T cells instruct myeloid cells to produce inflammasome-independent IL-1β and cause autoimmunity.
Aakanksha JainRicardo A Irizarry-CaroMargaret M McDanielAmanpreet Singh ChawlaKaitlin R CarrollGarrett R OvercastNaomi H PhilipAndrew OberstAlexander V ChervonskyJonathan D KatzChandrashekhar PasarePublished in: Nature immunology (2019)

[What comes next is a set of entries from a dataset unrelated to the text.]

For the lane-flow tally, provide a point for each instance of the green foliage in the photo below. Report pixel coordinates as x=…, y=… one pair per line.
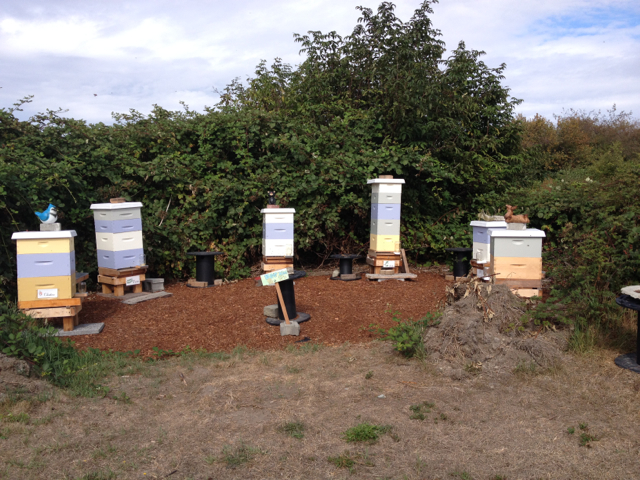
x=384, y=100
x=591, y=216
x=407, y=336
x=365, y=432
x=418, y=412
x=293, y=429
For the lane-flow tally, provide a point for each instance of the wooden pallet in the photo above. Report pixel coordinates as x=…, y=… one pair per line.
x=116, y=285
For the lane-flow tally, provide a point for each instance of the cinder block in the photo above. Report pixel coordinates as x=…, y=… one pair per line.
x=271, y=311
x=292, y=328
x=153, y=285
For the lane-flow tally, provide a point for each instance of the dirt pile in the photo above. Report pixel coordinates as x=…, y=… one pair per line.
x=482, y=329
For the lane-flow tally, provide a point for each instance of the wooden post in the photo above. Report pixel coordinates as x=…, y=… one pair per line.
x=284, y=307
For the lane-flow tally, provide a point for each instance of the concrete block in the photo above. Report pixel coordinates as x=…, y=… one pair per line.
x=153, y=285
x=82, y=329
x=50, y=227
x=292, y=329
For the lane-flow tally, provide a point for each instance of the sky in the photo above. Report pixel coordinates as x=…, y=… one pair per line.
x=93, y=58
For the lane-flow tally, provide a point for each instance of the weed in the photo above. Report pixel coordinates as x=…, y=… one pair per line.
x=474, y=368
x=123, y=397
x=526, y=368
x=239, y=455
x=418, y=411
x=293, y=429
x=407, y=336
x=365, y=432
x=17, y=418
x=99, y=475
x=462, y=475
x=586, y=439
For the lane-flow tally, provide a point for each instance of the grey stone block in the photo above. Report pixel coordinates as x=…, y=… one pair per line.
x=144, y=298
x=292, y=329
x=50, y=227
x=271, y=311
x=153, y=285
x=82, y=329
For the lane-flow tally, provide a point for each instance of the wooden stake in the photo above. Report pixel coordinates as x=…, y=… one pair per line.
x=405, y=264
x=284, y=307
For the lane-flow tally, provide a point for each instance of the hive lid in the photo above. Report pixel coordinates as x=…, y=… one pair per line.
x=385, y=180
x=41, y=235
x=482, y=223
x=528, y=233
x=278, y=210
x=115, y=206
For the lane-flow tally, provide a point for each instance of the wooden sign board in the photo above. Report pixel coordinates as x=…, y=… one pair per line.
x=274, y=277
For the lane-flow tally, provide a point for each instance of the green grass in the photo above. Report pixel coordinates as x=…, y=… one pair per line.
x=239, y=455
x=293, y=429
x=343, y=461
x=418, y=412
x=365, y=432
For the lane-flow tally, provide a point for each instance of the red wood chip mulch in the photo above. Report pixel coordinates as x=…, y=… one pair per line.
x=221, y=318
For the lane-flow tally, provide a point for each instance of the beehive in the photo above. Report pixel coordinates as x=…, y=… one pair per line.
x=482, y=239
x=516, y=257
x=46, y=264
x=386, y=196
x=277, y=237
x=118, y=234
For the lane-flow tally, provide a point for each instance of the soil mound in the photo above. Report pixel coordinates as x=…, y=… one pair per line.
x=482, y=329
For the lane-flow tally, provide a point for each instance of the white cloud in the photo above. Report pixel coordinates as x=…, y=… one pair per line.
x=559, y=53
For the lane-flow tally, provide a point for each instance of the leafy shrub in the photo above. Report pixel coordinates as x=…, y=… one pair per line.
x=407, y=336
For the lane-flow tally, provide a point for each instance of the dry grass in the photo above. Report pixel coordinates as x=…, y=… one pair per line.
x=225, y=421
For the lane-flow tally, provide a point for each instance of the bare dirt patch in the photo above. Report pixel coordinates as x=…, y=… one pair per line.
x=221, y=318
x=198, y=418
x=481, y=330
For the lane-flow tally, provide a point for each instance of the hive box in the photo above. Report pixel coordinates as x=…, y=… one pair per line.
x=277, y=232
x=386, y=196
x=516, y=257
x=118, y=234
x=482, y=239
x=46, y=264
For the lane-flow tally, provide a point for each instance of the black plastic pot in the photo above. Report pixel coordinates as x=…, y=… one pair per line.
x=205, y=266
x=461, y=265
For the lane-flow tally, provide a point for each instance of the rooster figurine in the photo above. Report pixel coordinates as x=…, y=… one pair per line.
x=50, y=215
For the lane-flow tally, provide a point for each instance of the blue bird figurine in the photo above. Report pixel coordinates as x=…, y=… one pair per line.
x=50, y=215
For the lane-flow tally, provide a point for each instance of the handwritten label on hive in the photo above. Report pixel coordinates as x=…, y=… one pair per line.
x=274, y=277
x=47, y=293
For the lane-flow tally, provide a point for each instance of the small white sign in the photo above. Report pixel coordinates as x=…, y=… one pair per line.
x=48, y=293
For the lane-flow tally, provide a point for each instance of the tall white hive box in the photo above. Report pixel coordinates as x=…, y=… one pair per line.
x=516, y=257
x=118, y=234
x=482, y=239
x=46, y=265
x=386, y=199
x=277, y=232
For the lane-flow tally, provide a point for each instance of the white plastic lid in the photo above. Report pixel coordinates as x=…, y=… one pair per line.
x=385, y=180
x=115, y=206
x=278, y=210
x=41, y=235
x=481, y=223
x=528, y=233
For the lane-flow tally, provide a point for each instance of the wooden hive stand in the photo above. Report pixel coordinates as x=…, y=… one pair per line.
x=115, y=281
x=65, y=308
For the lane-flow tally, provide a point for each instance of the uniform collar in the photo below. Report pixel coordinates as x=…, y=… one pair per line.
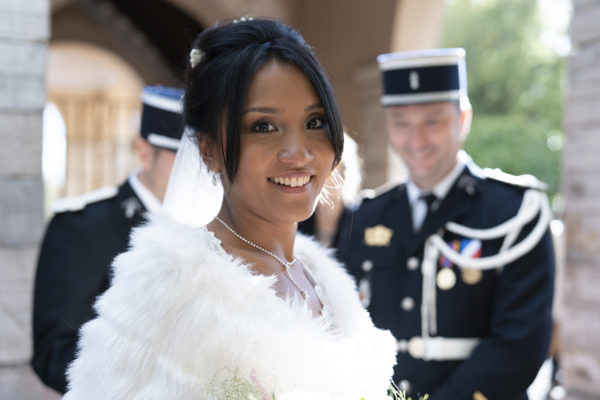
x=150, y=202
x=441, y=189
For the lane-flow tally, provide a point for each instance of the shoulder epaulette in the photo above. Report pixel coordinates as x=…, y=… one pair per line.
x=368, y=194
x=524, y=181
x=77, y=203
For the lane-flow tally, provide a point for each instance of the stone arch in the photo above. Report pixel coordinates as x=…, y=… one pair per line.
x=97, y=94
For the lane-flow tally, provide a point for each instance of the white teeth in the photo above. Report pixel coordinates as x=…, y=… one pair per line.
x=292, y=182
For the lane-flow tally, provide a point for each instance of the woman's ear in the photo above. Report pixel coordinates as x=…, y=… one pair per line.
x=207, y=151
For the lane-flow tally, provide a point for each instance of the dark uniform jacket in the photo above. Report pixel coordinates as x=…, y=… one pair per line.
x=508, y=309
x=73, y=269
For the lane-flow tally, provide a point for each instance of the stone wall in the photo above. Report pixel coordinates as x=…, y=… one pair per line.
x=580, y=322
x=24, y=31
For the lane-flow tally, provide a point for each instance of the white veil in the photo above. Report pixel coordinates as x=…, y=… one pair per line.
x=191, y=198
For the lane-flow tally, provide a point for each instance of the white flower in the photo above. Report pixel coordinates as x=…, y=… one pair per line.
x=195, y=57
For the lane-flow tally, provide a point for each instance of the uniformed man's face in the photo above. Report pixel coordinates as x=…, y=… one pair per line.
x=427, y=137
x=286, y=154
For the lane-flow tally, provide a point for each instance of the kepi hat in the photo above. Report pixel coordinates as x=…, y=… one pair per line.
x=423, y=76
x=162, y=122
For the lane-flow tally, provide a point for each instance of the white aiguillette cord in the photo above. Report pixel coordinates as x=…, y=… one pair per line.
x=534, y=202
x=286, y=264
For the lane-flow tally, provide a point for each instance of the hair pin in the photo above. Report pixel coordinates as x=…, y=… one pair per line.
x=195, y=57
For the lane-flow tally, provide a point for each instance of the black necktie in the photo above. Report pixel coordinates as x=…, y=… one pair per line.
x=430, y=200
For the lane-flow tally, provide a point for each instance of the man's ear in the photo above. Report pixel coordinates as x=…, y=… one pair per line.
x=208, y=153
x=466, y=116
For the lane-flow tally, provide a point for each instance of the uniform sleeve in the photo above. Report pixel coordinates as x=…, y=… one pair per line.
x=505, y=363
x=68, y=279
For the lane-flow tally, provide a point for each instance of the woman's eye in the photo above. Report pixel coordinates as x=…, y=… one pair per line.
x=316, y=123
x=263, y=126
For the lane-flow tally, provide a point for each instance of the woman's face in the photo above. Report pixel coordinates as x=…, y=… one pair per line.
x=285, y=154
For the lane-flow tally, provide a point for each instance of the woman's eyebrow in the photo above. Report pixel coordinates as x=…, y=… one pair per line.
x=268, y=110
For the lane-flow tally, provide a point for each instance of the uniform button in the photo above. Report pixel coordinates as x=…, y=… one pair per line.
x=408, y=303
x=412, y=263
x=404, y=385
x=401, y=346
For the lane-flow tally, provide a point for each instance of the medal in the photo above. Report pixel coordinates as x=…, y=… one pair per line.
x=379, y=236
x=446, y=279
x=471, y=276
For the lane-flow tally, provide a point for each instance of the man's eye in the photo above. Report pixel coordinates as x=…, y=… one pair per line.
x=263, y=126
x=316, y=123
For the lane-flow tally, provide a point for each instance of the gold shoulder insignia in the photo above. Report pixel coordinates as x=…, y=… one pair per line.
x=378, y=235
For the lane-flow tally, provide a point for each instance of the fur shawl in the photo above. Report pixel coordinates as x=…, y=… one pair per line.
x=183, y=319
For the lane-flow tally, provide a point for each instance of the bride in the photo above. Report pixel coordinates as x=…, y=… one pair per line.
x=241, y=307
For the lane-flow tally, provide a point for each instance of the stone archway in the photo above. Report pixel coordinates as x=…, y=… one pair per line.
x=98, y=95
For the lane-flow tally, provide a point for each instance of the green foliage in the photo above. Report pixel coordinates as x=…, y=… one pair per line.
x=515, y=85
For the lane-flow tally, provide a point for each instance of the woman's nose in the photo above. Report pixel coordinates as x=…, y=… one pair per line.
x=295, y=150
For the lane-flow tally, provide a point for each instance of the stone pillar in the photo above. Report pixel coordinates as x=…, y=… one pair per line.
x=24, y=31
x=580, y=305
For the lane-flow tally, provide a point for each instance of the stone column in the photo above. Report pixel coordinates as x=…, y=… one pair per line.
x=24, y=31
x=580, y=305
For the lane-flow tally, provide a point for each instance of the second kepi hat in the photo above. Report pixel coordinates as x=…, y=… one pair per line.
x=423, y=76
x=162, y=123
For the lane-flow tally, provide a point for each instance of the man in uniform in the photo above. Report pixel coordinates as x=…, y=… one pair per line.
x=88, y=231
x=457, y=262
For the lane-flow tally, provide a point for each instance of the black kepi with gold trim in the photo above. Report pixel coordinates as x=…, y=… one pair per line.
x=423, y=76
x=162, y=123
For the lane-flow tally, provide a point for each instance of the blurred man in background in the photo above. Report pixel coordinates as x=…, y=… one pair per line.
x=88, y=231
x=457, y=262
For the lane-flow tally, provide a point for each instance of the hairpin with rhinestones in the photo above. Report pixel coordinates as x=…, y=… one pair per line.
x=243, y=19
x=195, y=57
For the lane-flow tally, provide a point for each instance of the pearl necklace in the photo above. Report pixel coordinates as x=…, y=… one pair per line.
x=286, y=264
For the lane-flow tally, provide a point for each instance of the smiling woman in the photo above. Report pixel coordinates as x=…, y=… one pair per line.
x=242, y=307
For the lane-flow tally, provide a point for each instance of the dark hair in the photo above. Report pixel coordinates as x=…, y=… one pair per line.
x=218, y=84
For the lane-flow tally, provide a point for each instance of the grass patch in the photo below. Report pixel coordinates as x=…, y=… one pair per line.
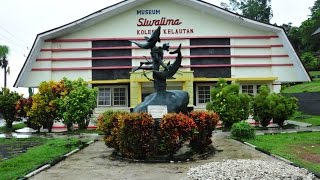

The cytokine interleukin (IL)-1β is a key mediator of antimicrobial immunity as well as autoimmune inflammation. Production of IL-1β requires transcription by innate immune receptor signaling and maturational cleavage by inflammasomes. Whether this mechanism applies to IL-1β production seen in T cell-driven autoimmune diseases remains unclear. Here, we describe an inflammasome-independent pathway of IL-1β production that was triggered upon cognate interactions between effector CD4+ T cells and mononuclear phagocytes (MPs). The cytokine TNF produced by activated CD4+ T cells engaged its receptor TNFR on MPs, leading to pro-IL-1β synthesis. Membrane-bound FasL, expressed by CD4+ T cells, activated death receptor Fas signaling in MPs, resulting in caspase-8-dependent pro-IL-1β cleavage. The T cell-instructed IL-1β resulted in systemic inflammation, whereas absence of TNFR or Fas signaling protected mice from CD4+ T cell-driven autoimmunity. The TNFR-Fas-caspase-8-dependent pathway provides a mechanistic explanation for IL-1β production and its consequences in CD4+ T cell-driven autoimmune pathology.